@ kidjedi
Without knowing what settings you were using to filter your duplicates, its hard to know what went wrong. As you can see from the image i posted, MB is showing 2 versions of Sweet Dreams, but they are not really duplicates. If you could hover over the path you would see that one is a live version and the other is the original album version. These are only showing as I deliberately only used title to search for duplicates.
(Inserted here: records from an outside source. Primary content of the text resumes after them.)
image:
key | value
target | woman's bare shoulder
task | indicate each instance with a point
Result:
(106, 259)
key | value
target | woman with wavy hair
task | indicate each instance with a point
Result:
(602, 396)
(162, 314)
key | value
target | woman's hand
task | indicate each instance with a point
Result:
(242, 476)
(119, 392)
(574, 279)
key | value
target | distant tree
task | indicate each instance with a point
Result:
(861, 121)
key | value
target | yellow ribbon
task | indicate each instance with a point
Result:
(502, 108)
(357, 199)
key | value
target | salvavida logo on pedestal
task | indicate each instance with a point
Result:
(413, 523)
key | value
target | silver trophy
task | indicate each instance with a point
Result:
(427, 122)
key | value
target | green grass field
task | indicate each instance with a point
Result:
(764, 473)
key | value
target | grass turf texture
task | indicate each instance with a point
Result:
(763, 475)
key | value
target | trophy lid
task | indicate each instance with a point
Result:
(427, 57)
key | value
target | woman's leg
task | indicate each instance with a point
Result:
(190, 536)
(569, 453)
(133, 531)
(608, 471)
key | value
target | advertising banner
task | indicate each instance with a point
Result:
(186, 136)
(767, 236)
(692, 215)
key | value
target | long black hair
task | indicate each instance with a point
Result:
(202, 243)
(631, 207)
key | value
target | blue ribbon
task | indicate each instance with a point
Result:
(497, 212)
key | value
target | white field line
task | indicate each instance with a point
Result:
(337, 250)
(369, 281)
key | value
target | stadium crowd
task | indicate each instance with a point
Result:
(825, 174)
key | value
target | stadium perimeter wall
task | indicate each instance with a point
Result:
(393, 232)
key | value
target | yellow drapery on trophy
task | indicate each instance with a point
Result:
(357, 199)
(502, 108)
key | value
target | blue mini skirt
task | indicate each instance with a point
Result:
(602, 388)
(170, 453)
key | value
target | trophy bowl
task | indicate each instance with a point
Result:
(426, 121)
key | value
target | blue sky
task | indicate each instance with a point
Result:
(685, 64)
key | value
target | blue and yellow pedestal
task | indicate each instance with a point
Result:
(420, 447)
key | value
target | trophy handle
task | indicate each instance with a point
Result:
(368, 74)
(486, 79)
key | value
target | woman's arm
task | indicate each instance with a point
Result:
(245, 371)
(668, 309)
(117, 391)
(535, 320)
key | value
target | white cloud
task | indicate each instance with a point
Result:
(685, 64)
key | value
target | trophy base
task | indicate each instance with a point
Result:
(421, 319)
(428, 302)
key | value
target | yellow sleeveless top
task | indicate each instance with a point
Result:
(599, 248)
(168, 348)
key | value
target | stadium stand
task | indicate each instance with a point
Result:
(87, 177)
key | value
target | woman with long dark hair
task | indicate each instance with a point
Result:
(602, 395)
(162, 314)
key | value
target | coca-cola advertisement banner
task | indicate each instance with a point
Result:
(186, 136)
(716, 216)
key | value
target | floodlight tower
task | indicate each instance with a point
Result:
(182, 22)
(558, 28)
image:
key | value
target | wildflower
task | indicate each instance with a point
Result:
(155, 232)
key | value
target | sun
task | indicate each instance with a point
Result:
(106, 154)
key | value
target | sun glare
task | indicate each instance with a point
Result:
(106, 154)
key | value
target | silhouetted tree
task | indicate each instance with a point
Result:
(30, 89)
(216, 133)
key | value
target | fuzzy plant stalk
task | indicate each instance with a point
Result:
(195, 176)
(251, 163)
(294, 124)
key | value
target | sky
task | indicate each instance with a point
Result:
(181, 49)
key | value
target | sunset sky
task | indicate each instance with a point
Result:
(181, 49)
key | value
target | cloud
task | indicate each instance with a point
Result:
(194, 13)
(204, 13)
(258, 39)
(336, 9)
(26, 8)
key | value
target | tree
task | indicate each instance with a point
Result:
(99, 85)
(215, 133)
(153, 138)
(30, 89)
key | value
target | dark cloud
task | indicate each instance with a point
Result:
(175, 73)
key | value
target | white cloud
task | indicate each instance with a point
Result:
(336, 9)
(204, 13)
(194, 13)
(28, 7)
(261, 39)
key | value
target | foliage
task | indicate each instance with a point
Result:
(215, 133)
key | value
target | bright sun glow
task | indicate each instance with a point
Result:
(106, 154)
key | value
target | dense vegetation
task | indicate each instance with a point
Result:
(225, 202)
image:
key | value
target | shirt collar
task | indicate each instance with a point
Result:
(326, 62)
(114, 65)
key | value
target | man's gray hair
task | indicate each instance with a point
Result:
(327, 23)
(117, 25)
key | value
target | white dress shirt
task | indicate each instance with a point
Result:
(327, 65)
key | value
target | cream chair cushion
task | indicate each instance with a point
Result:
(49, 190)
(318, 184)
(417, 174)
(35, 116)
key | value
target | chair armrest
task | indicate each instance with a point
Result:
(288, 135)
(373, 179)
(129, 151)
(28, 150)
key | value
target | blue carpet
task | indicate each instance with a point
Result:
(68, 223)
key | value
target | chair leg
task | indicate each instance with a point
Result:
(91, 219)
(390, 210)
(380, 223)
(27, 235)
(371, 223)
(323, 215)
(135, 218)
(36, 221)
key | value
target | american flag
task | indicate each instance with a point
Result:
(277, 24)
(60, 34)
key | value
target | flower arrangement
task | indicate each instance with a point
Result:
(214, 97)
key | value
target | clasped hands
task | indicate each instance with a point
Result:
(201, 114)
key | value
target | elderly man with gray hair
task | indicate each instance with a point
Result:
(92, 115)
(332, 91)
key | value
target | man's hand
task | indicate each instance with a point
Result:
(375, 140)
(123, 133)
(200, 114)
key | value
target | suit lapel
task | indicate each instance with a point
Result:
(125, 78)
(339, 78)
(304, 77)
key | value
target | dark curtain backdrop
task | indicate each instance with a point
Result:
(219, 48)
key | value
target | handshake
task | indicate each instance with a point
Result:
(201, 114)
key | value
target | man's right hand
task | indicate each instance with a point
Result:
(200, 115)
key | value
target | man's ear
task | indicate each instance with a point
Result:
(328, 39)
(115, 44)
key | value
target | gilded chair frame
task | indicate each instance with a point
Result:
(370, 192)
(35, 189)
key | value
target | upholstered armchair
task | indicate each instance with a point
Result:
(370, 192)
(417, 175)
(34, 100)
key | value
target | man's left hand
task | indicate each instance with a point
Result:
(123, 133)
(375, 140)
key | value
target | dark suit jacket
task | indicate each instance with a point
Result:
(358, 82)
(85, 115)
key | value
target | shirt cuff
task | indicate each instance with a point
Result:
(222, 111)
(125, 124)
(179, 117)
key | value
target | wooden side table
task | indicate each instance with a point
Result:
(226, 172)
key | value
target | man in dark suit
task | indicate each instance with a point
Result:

As for your original files before being converted to ASX, I think that MB does permanently delete them. Check one of those ASX files, and you may just have to edit the path to the kept file.
Since I was just testing the Duplicate Manager's abilities, I just left the settings it defaulted to selected (title and artist), but I thought I was "being safe" and just dipping my toe in the water by only asking MusicBee to alter three files... luckily MusicBee seems to have choked on the number of duplicates (even though they were
not marked for deletion) and crashed after the first 2,000 files.
Not only that, but MusicBee deleted ALL files for every song and NO file was left to which the new ASX reference was pointing. To reiterate, this means the ASX files do no good (they are pointing to nothing). This is a significant problem that really needs to be checked at the code level.
It would be great if there was an option to have MB Duplicate Manager place files marked for deletion in a repository folder (a safety) instead of just deleting them. You can theoretically recover from the recycle bin if your files are on a hard drive physically attached to the computer you are using, but for those people using NAS (a media server), deletions are permanent. And I would think at this point in time there would be quite a few people using networked drives.
I suppose it is possible that the ASX files point to nothing because MusicBee crashed before the process was completed, but this means that actual music files are deleted before the ASX files have anywhere to point, and this process order should be rectified in the code.
I could see someone (someone who doesn't back up their media library), permanently losing a LOT of music files as a result of this.